Now that he had been thoroughly checked it was time for a feed. While having his first meal Gran arrived and she later had a cuddle. Michelle from the bakery visited too – she was coming in to visit me, and didn’t realise that Elisha had made an appearance. We also started phoning everyone to let them know the news. During this time Elisha had not been maintaining his temperature very well so he was taken off to the nursery to be kept warm. He was also put on oxygen in the humidicrib a bit later, and the low oxygen levels explained the grunting noises he had been making earlier. Dr S. the paed later said that these measures were probably not really necessary, but better to err on the side of caution.
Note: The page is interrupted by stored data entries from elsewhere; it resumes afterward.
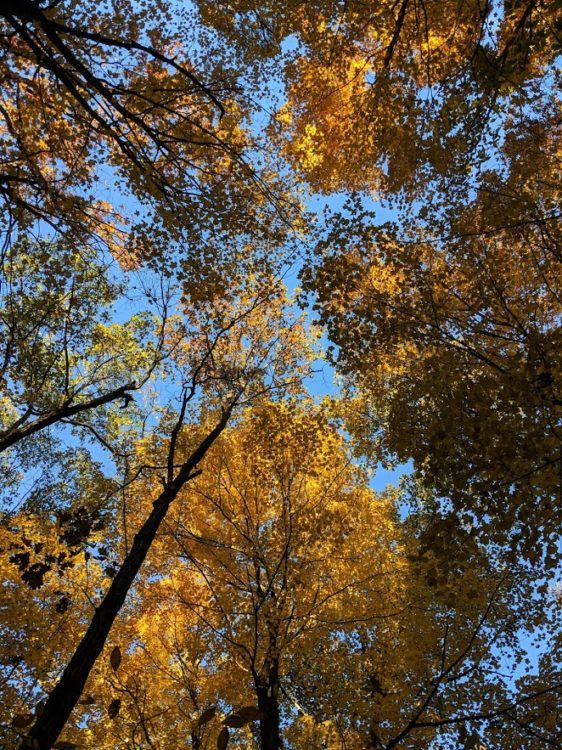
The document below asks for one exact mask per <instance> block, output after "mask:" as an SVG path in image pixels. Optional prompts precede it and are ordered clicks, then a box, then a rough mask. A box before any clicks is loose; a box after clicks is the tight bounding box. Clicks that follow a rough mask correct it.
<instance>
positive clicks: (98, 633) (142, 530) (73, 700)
mask: <svg viewBox="0 0 562 750" xmlns="http://www.w3.org/2000/svg"><path fill="white" fill-rule="evenodd" d="M230 413H231V409H229V410H227V411H226V412H225V413H224V414H223V417H222V419H221V420H220V422H219V423H218V424H217V425H216V426H215V428H214V429H213V430H212V431H211V432H210V433H209V434H208V435H207V437H206V438H205V439H204V440H203V441H202V442H201V443H200V444H199V446H198V447H197V448H196V450H195V451H194V452H193V453H192V454H191V456H190V457H189V459H188V460H187V462H186V463H184V464H183V465H182V467H181V469H180V471H179V472H178V474H177V476H176V477H175V479H173V480H172V481H171V482H168V483H167V484H166V485H165V487H164V490H163V491H162V493H161V494H160V496H159V497H158V499H157V500H156V501H155V502H154V504H153V508H152V511H151V513H150V515H149V516H148V518H147V519H146V521H145V522H144V524H143V525H142V527H141V529H140V530H139V531H138V533H137V534H136V536H135V538H134V540H133V544H132V546H131V549H130V551H129V553H128V555H127V556H126V557H125V560H124V561H123V564H122V565H121V567H120V569H119V571H118V573H117V575H116V576H115V578H114V579H113V581H112V583H111V586H110V587H109V590H108V592H107V593H106V595H105V597H104V599H103V601H102V602H101V604H100V605H99V607H98V608H97V609H96V612H95V614H94V617H93V618H92V621H91V623H90V625H89V627H88V629H87V630H86V633H85V634H84V636H83V638H82V640H81V641H80V643H79V644H78V647H77V649H76V651H75V652H74V654H73V656H72V658H71V659H70V661H69V663H68V665H67V667H66V669H65V670H64V672H63V673H62V675H61V677H60V679H59V681H58V682H57V684H56V685H55V687H54V688H53V690H52V692H51V694H50V695H49V698H48V699H47V702H46V704H45V708H44V710H43V711H42V713H41V714H40V716H38V717H37V719H36V721H35V723H34V725H33V726H32V727H31V729H30V730H29V733H28V734H27V736H26V737H25V738H24V740H23V742H22V743H21V745H20V750H29V749H30V748H33V750H50V748H51V747H52V746H53V744H54V743H55V742H56V741H57V738H58V736H59V735H60V733H61V732H62V730H63V728H64V725H65V724H66V722H67V721H68V718H69V716H70V714H71V713H72V710H73V709H74V707H75V706H76V703H77V702H78V699H79V698H80V695H81V693H82V690H83V689H84V685H85V684H86V680H87V679H88V676H89V674H90V672H91V670H92V667H93V666H94V663H95V661H96V659H97V658H98V656H99V655H100V653H101V651H102V649H103V647H104V645H105V642H106V640H107V636H108V635H109V631H110V630H111V626H112V625H113V623H114V622H115V618H116V617H117V615H118V613H119V610H120V609H121V607H122V606H123V602H124V601H125V597H126V596H127V593H128V591H129V589H130V587H131V585H132V583H133V581H134V579H135V577H136V575H137V573H138V571H139V569H140V567H141V565H142V563H143V562H144V560H145V558H146V555H147V553H148V550H149V549H150V546H151V544H152V542H153V540H154V537H155V536H156V532H157V531H158V528H159V526H160V524H161V523H162V521H163V520H164V518H165V516H166V513H167V512H168V508H169V507H170V504H171V503H172V501H173V500H174V499H175V498H176V496H177V494H178V492H179V491H180V489H181V488H182V487H183V486H184V485H185V483H186V482H188V481H189V480H190V479H191V478H192V477H193V476H195V473H194V470H195V468H196V466H197V464H198V463H199V461H201V459H202V458H203V457H204V455H205V454H206V452H207V451H208V449H209V448H210V447H211V445H212V444H213V443H214V441H215V440H216V439H217V437H218V436H219V435H220V434H221V432H222V431H223V430H224V428H225V427H226V425H227V423H228V420H229V418H230ZM196 473H199V472H196ZM272 747H273V746H272ZM276 747H277V746H276Z"/></svg>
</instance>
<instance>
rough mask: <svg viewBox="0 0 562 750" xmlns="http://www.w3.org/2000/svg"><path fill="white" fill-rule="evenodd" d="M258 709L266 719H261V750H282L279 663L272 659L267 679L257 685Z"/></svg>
mask: <svg viewBox="0 0 562 750" xmlns="http://www.w3.org/2000/svg"><path fill="white" fill-rule="evenodd" d="M256 694H257V698H258V709H259V710H260V711H261V712H262V713H263V715H264V718H263V719H260V737H261V739H260V750H280V748H281V747H282V744H281V734H280V730H279V662H278V660H277V659H271V660H270V661H269V663H268V665H267V670H266V678H265V680H262V679H261V678H258V682H257V683H256Z"/></svg>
It was very strange to have had a baby but not have him with me. I missed him very much. Although I was kept quite preoccupied. I was moved to a private room and given a “bath”, which was very refreshing. Then Nan had her first visit. Because Elisha was in the nursery I had to express milk for him. He didn’t come back from the nursery until the following morning. All night every time someone walked down the corridor I woke in anticipation that they might be bringing my baby back, so I didn’t really get all that much sleep.
And that is the tale of Elisha’s arrival.